Like so many of the creepy supernatural thrillers
that were made for television in the ’70s, A
Cold Night’s Death is roughly equivalent to an extended Twilight Zone episode in that it’s all
about the elaborate setup for a freaky twist ending. Two inherent problems: 1)
If the audience guesses the twist prematurely, it’s slow going from that point
forward, and 2) There’s nowhere for the story to go once the business of
setting up the premise has been completed. Sure enough, A Cold Night’s Death lags quite badly in the middle, even though
it’s only 74 minutes long. Happily, the combination of an intelligent script,
dense visual atmospherics, solid acting, and a weird electronic score
compensate for the enervated narrative. Nothing in this picture is
jump-out-of-your-skin scary, but A Cold
Night’s Death is enjoyably eerie from start to finish. Frank (Eli Wallach)

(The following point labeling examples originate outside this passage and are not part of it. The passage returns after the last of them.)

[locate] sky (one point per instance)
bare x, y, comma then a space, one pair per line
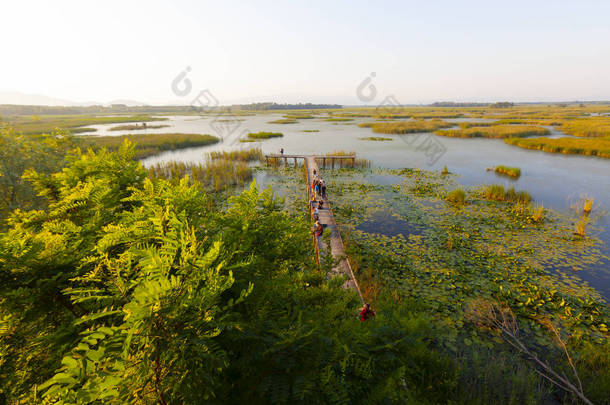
314, 51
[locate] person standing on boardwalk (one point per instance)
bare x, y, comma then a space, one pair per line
366, 313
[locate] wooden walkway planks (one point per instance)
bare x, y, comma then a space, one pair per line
341, 266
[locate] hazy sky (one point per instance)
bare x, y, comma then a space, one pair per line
318, 51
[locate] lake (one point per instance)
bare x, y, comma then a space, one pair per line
554, 180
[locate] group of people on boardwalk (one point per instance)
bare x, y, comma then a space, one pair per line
318, 192
318, 186
318, 195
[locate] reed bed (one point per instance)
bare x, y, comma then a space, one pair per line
32, 125
376, 138
136, 127
299, 116
264, 135
338, 119
151, 144
249, 155
406, 127
496, 131
346, 163
599, 147
587, 127
497, 192
508, 171
284, 121
457, 197
217, 174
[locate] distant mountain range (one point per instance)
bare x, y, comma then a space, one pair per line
13, 97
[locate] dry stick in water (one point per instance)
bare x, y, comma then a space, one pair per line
491, 315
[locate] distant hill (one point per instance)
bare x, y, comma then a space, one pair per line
17, 98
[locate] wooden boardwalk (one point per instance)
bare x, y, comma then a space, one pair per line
341, 266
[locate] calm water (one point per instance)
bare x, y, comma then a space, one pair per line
554, 180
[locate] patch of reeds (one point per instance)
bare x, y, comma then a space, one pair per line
151, 144
495, 131
248, 155
406, 127
136, 127
264, 135
457, 196
497, 192
338, 119
39, 124
376, 138
343, 163
587, 127
587, 205
299, 116
538, 214
218, 174
581, 227
599, 147
508, 171
284, 121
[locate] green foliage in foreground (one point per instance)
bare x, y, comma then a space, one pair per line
19, 153
127, 290
439, 259
599, 147
152, 144
495, 131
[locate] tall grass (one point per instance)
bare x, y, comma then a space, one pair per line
47, 123
248, 155
457, 196
587, 205
406, 127
136, 127
587, 127
509, 171
284, 121
599, 147
217, 174
264, 135
497, 192
341, 163
496, 131
152, 144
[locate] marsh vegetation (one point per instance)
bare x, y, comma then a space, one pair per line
151, 144
494, 131
599, 147
406, 127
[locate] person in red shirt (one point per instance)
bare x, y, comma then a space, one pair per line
366, 313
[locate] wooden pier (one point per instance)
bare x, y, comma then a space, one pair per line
331, 159
341, 266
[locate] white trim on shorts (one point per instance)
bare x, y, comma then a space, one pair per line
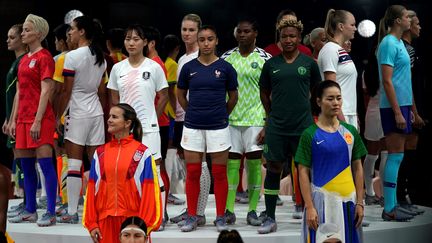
152, 141
244, 139
210, 141
85, 131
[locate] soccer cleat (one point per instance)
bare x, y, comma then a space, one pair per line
24, 216
68, 219
180, 217
190, 224
230, 217
47, 220
396, 215
15, 210
221, 223
175, 200
372, 200
268, 226
298, 212
252, 219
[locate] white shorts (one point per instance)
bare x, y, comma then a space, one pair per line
244, 139
85, 131
373, 127
352, 120
152, 141
210, 141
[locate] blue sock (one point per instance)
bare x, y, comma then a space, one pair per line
28, 166
390, 179
50, 174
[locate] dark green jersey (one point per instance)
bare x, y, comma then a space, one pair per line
11, 81
290, 85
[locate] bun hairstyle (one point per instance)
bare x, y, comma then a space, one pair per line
129, 114
40, 25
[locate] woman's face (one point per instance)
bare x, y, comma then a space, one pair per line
14, 41
134, 44
189, 30
132, 233
330, 102
207, 41
117, 123
29, 34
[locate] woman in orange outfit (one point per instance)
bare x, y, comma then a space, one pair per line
123, 180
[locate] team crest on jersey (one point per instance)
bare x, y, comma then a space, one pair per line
146, 75
217, 73
138, 155
348, 137
32, 63
302, 70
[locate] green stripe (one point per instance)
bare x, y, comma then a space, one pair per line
271, 192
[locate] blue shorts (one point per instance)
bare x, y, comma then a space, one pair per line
388, 121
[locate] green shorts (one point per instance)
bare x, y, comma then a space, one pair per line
279, 148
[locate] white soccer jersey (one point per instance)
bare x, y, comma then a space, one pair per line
137, 87
84, 101
180, 113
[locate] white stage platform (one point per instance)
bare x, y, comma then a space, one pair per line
418, 230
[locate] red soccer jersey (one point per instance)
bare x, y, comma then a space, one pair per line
32, 71
163, 119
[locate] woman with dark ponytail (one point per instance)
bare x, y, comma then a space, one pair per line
81, 103
123, 180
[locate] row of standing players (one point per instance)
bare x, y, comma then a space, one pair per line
282, 132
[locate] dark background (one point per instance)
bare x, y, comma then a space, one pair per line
166, 15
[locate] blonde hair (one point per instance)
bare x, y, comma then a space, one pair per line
40, 25
290, 23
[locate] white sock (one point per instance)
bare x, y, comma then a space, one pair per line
74, 184
368, 173
42, 180
383, 161
205, 182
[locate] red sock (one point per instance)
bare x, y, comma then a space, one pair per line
165, 179
220, 187
193, 174
240, 185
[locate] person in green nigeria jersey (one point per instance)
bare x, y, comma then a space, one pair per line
247, 119
285, 84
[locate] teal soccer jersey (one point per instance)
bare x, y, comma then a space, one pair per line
290, 85
249, 110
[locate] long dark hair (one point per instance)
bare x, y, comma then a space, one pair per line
318, 91
129, 114
135, 220
93, 33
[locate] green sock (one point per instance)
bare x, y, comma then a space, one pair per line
254, 182
233, 178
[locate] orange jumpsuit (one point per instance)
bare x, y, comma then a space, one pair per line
123, 182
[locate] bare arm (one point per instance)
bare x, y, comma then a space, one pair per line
387, 73
181, 96
305, 186
162, 101
357, 170
232, 100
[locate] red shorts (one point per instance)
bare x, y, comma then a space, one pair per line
24, 140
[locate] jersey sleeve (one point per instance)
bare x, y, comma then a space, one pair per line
160, 78
264, 81
232, 82
183, 81
151, 202
90, 215
113, 78
303, 154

and Robert (Robert Culp) are researchers tasked with operating a laboratory
installation that’s positioned atop a mountain. The brutal elevation? 14,000
feet. They’re rushed to the location ahead of schedule by helicopter, because
ground-level administrators lose contact with the lab’s previous occupant. Upon
arrival, Frank and Robert discover that their predecessor froze to death,
leaving windows open so the various primates in laboratory cages nearly died
from exposure, as well. Therefore, in addition to performing normal research,
the scientists must solve the mystery of why their predecessor died.

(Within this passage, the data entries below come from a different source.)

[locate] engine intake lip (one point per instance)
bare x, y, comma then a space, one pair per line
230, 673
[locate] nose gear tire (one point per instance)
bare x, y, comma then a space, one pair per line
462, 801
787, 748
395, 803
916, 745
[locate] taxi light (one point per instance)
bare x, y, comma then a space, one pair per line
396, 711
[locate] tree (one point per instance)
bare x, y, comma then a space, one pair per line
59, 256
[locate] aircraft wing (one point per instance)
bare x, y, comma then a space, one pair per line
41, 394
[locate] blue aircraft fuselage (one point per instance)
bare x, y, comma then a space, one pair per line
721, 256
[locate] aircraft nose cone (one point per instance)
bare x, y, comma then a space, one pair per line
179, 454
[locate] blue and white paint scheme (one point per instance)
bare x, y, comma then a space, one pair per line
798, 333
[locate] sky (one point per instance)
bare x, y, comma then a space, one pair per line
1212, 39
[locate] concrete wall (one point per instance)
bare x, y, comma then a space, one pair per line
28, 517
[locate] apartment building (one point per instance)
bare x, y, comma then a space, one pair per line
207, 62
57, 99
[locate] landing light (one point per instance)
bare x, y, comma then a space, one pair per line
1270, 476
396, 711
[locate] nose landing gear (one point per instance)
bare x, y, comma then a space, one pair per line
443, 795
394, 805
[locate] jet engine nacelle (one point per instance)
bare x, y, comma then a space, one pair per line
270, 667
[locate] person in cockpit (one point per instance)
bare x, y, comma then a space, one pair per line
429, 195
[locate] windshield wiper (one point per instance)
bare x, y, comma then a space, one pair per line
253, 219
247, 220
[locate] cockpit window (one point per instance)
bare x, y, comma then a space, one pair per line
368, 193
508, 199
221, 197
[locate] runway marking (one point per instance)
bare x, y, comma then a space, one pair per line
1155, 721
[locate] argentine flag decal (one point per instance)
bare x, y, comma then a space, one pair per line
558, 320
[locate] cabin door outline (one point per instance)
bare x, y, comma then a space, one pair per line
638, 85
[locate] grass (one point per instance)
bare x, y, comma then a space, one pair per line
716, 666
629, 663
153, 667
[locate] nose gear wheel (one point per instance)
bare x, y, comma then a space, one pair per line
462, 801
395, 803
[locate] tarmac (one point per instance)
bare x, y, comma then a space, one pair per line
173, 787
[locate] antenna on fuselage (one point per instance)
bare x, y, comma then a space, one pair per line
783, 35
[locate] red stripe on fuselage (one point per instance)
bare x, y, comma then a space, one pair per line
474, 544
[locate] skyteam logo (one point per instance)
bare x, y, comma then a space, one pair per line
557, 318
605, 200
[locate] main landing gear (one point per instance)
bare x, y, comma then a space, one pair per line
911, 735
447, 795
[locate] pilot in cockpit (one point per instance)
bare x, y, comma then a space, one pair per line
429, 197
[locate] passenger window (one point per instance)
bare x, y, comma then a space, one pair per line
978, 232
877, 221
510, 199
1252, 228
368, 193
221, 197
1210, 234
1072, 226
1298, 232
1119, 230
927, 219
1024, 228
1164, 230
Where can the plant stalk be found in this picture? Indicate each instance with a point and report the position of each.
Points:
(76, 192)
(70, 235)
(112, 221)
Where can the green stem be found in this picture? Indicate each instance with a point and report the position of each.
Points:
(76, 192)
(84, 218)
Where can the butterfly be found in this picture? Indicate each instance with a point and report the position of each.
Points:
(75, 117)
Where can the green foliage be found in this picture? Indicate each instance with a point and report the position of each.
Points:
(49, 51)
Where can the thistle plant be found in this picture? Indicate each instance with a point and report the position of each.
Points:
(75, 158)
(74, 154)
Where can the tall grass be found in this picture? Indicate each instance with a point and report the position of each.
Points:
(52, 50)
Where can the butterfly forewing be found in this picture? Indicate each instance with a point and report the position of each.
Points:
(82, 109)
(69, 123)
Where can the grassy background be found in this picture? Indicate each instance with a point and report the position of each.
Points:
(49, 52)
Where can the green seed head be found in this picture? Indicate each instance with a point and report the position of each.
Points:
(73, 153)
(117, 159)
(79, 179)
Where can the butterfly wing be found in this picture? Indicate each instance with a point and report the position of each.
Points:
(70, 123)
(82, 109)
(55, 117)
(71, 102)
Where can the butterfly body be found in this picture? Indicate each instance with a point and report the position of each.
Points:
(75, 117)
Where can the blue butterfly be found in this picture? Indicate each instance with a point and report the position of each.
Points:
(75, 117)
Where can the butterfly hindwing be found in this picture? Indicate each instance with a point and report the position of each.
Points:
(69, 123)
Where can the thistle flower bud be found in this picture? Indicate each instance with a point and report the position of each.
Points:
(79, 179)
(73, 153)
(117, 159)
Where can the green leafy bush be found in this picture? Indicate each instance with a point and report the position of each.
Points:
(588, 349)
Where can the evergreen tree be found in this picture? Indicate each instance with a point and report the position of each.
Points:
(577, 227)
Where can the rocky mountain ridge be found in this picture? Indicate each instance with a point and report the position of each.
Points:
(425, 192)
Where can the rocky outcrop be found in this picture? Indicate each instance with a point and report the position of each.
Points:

A Cold Night’s Death takes the
slow-but-steady approach to suspense. The film’s palette is carefully
controlled, mostly blues and grays to complement the massive show drifts
outside the laboratory, and lots of scenes take place at night, with just one
character awake and prowling through empty halls while trying to identify the
sources of peculiar sounds. Culp and Wallach personify extremes effectively—Culp
plays a deeply curious man open to the possibilities of the unexplained,
whereas Wallach sketches a fellow who is rational to a fault. This, of course,
leads to tension as the situation worsens, but it’s to the filmmakers’ credit
that they don’t follow the obvious path of putting these two characters at each
other’s throats on a regular basis. Instead, the scientists duel intellectually
until circumstances force a confrontation. Through it all, the bleeps and
chirps and twangs of Gil Melle’s otherworldly electronic score jangle the
viewer’s nerves appropriately. And if the twist ending is so far-fetched as to
be a little bit goofy, well, that’s an occupational hazard for storytellers
operating in the realm that Rod Serling charted.